Les réactions des passants sont partagées. Certains pestent contre la CGT amalgamant syndicalistes et casseurs. D’autres approuvent comme ce Belge qui regrette que Ford n’ait pas plus investi dans l’usine de Genk, ou cet ouvrier sarthois en industrie qui tente de revendre une place qu’il a en trop :
« Ils ont raison. Il faut se mobiliser. Tout est toujours pour les mêmes. C’est tout pour les gros. Le problème c’est qu’on se mobilise mais chacun son tour. »
D’ailleurs, lui-même n’a pas pris part aux manifestations contre la loi Travail pourtant « inadmissible » à ses yeux. Près de ses oreilles, un prof d’anglais de la CNT scande inlassablement au mégaphone :
« Ford gets tax cuts and cuts jobs » [Ford a des réductions d’impôts et réduit l’emploi, NDLR].
Pendant ce temps, une partie du Collectif de lutte 33 est rentré discrètement pour repérer les lieux à investir.
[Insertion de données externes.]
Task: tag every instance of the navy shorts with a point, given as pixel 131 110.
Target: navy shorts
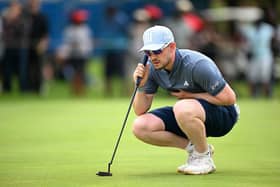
pixel 219 119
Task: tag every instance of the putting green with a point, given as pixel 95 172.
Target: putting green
pixel 65 142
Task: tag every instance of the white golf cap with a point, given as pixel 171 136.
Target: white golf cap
pixel 156 37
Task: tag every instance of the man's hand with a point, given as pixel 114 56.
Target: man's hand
pixel 143 72
pixel 180 94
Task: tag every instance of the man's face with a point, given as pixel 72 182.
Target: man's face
pixel 160 59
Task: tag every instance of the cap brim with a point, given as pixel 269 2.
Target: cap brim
pixel 151 47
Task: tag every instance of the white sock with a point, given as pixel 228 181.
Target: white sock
pixel 201 154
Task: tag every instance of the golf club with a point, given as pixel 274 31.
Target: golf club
pixel 108 173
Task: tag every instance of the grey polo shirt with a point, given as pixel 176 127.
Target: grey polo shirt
pixel 192 72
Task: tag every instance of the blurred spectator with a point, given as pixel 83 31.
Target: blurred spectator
pixel 155 13
pixel 37 38
pixel 179 26
pixel 141 21
pixel 114 43
pixel 259 38
pixel 76 50
pixel 12 36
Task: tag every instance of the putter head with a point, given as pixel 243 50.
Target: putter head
pixel 104 174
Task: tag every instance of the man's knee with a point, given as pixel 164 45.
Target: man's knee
pixel 187 110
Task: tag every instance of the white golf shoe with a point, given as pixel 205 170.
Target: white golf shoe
pixel 197 163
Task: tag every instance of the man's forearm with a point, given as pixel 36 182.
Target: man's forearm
pixel 142 103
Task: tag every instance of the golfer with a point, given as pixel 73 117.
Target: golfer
pixel 205 106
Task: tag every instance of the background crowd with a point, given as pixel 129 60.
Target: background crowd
pixel 243 38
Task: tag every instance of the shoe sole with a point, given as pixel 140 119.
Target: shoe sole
pixel 212 153
pixel 198 173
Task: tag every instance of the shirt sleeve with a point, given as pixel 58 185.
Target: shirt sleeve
pixel 208 77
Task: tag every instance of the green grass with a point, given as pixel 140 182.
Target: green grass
pixel 63 142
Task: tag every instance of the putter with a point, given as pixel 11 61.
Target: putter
pixel 108 173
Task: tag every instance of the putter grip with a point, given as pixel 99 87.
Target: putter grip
pixel 144 62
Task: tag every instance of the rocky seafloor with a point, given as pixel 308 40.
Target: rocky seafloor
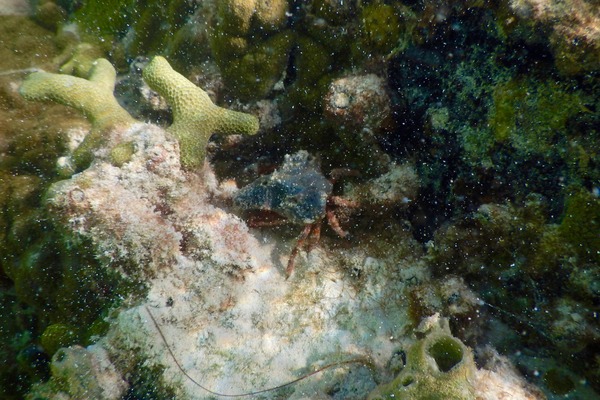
pixel 446 153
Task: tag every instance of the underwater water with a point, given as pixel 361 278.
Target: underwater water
pixel 318 199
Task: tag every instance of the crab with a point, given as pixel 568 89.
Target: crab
pixel 298 193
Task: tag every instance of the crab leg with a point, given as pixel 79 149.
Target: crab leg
pixel 299 243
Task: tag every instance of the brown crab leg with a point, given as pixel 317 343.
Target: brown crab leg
pixel 334 223
pixel 314 237
pixel 299 243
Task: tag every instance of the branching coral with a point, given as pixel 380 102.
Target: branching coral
pixel 195 116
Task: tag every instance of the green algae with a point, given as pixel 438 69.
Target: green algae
pixel 195 117
pixel 532 116
pixel 438 367
pixel 580 225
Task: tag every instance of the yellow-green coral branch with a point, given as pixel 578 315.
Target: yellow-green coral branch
pixel 195 117
pixel 93 97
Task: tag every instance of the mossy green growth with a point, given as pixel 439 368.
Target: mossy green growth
pixel 105 19
pixel 384 29
pixel 580 226
pixel 532 116
pixel 195 117
pixel 438 367
pixel 313 63
pixel 122 153
pixel 93 97
pixel 245 17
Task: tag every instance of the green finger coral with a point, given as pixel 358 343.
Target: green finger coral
pixel 93 97
pixel 195 117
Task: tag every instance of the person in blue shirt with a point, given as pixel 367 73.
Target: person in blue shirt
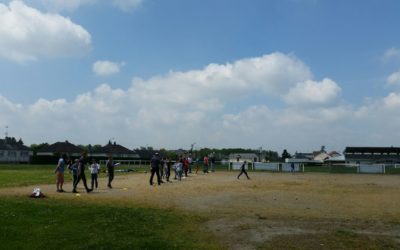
pixel 59 171
pixel 155 168
pixel 243 170
pixel 81 174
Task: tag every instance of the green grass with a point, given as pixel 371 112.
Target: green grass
pixel 27 175
pixel 28 223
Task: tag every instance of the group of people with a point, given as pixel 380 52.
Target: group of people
pixel 161 167
pixel 77 169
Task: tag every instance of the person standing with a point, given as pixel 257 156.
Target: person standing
pixel 167 169
pixel 206 163
pixel 94 170
pixel 59 171
pixel 81 173
pixel 74 170
pixel 110 170
pixel 155 168
pixel 243 170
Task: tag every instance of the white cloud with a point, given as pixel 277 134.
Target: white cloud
pixel 106 68
pixel 27 34
pixel 68 5
pixel 127 5
pixel 175 109
pixel 394 79
pixel 313 93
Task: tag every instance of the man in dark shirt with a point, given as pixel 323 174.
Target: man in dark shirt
pixel 110 170
pixel 155 168
pixel 81 173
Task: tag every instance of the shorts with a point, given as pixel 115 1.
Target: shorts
pixel 60 177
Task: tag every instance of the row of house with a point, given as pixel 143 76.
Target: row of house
pixel 351 156
pixel 13 151
pixel 70 149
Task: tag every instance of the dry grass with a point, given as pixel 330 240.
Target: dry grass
pixel 270 208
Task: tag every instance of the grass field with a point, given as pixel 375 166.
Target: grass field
pixel 49 224
pixel 312 210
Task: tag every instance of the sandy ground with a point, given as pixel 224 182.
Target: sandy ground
pixel 268 205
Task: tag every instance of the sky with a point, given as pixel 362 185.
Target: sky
pixel 276 74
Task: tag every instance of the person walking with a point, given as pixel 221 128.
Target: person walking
pixel 110 170
pixel 59 171
pixel 155 168
pixel 74 170
pixel 206 164
pixel 243 170
pixel 178 166
pixel 167 169
pixel 94 170
pixel 81 173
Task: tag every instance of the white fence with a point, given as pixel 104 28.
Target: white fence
pixel 268 166
pixel 371 169
pixel 271 166
pixel 237 165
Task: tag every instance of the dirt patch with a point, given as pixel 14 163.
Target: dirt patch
pixel 246 213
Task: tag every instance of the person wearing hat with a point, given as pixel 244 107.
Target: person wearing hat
pixel 155 168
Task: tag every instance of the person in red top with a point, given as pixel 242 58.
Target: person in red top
pixel 205 160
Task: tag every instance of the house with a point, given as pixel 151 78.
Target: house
pixel 12 151
pixel 372 155
pixel 116 150
pixel 249 157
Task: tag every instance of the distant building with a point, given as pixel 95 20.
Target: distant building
pixel 12 151
pixel 116 150
pixel 249 157
pixel 372 155
pixel 60 148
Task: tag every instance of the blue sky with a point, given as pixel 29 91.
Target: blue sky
pixel 293 74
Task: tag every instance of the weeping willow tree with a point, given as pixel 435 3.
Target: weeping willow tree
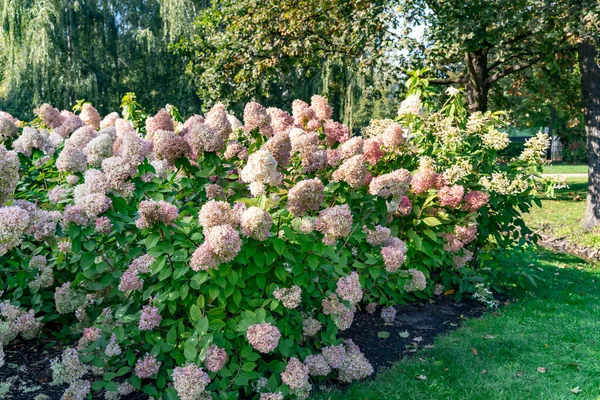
pixel 58 51
pixel 274 51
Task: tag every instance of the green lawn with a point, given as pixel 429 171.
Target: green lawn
pixel 562 216
pixel 545 344
pixel 565 169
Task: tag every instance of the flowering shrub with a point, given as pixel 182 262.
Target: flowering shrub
pixel 211 257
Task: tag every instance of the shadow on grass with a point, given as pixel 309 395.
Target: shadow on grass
pixel 543 344
pixel 576 191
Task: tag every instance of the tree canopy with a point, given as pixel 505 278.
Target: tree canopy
pixel 58 51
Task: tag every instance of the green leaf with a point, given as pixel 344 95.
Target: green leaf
pixel 313 261
pixel 279 246
pixel 167 247
pixel 152 240
pixel 172 335
pixel 431 221
pixel 189 351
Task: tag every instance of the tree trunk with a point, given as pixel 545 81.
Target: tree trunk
pixel 590 89
pixel 477 86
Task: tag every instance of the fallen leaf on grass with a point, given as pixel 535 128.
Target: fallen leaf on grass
pixel 383 335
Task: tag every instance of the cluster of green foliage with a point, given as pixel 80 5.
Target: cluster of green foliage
pixel 60 51
pixel 200 308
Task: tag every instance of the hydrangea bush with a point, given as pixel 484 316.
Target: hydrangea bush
pixel 212 258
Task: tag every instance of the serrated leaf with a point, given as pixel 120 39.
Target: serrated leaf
pixel 431 221
pixel 383 335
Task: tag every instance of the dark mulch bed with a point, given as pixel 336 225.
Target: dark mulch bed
pixel 415 326
pixel 27 364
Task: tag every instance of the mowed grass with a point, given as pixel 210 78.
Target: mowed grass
pixel 545 344
pixel 565 169
pixel 562 216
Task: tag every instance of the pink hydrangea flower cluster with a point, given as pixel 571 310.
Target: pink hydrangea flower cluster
pixel 461 261
pixel 355 365
pixel 214 213
pixel 235 149
pixel 100 148
pixel 9 173
pixel 16 322
pixel 317 365
pixel 373 151
pixel 90 335
pixel 349 288
pixel 379 236
pixel 67 299
pixel 68 369
pixel 305 196
pixel 104 225
pixel 405 206
pixel 311 326
pixel 130 280
pixel 261 170
pixel 451 196
pixel 213 191
pixel 201 137
pixel 45 276
pixel 263 337
pixel 256 116
pixel 281 121
pixel 371 308
pixel 462 236
pixel 161 121
pixel 57 194
pixel 417 282
pixel 8 129
pixel 342 315
pixel 256 223
pixel 475 199
pixel 335 132
pixel 280 146
pixel 169 146
pixel 289 297
pixel 302 112
pixel 90 116
pixel 113 348
pixel 394 184
pixel 153 212
pixel 190 381
pixel 352 171
pixel 296 377
pixel 334 223
pixel 425 179
pixel 271 396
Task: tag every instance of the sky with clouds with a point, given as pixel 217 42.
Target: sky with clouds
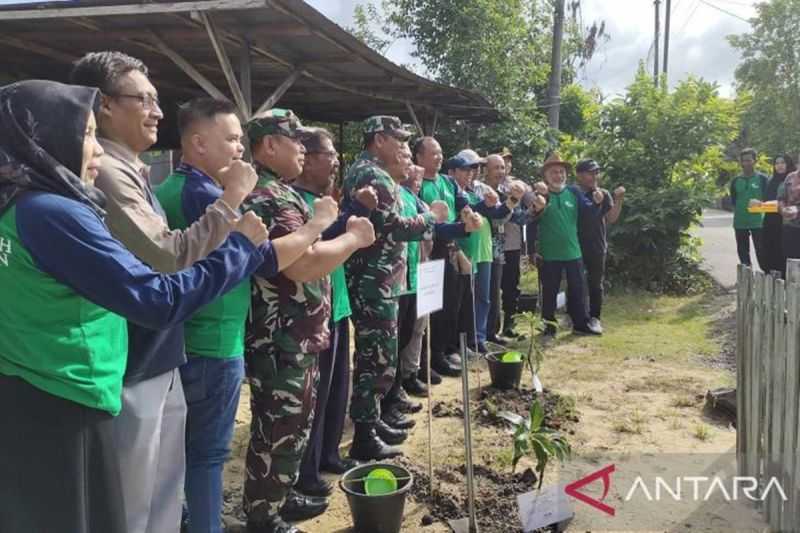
pixel 698 43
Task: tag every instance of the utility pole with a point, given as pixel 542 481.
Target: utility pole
pixel 666 36
pixel 554 89
pixel 657 4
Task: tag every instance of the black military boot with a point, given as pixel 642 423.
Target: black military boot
pixel 398 399
pixel 299 507
pixel 396 419
pixel 390 435
pixel 367 446
pixel 273 525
14h30 – La pluie s’invite. La banderole s’abrite. Les militants entrent au compte-goutte pour ne pas éveiller les soupçons. L’averse tombe et perturbe la course. Elle démarre au ralenti. Alors qu’à l’intérieur les participants à l’action enfilent leur t-shirt « Sauvons les emplois » et envahissent calmement le stand d’exposition de la marque avec banderole, autocollants et slogans :
« On veut du boulot pas du baratin ! »
Durant 20 minutes, motivés, ils chantent à tue-tête. Cette fois-ci, il n’est pas question de monter sur les voitures, un acte qui au Salon de l’automobile a déjà coûté une plainte aux ouvriers. La Mustang et la Focus exposées se font voler la vedette et le public regarde éberlué et mitraille de photos les manifestants. Puis, les responsables de la sécurité et du stand Ford s’agacent. Le ton monte.
« Culotté »
Le petit cortège part et compte bien rejoindre le stand VIP de Ford où il espère trouver le directeur de Ford Europe. Sur le chemin, il trouve surtout plusieurs policiers et agents de sécurité pour leur barrer la route. Pas question d’échauffer trop les esprits, les manifestants rebroussent chemin et défilent tout sourire jusqu’à la sortie, sans avoir vu ni la course ni Brad Pitt donnant le départ.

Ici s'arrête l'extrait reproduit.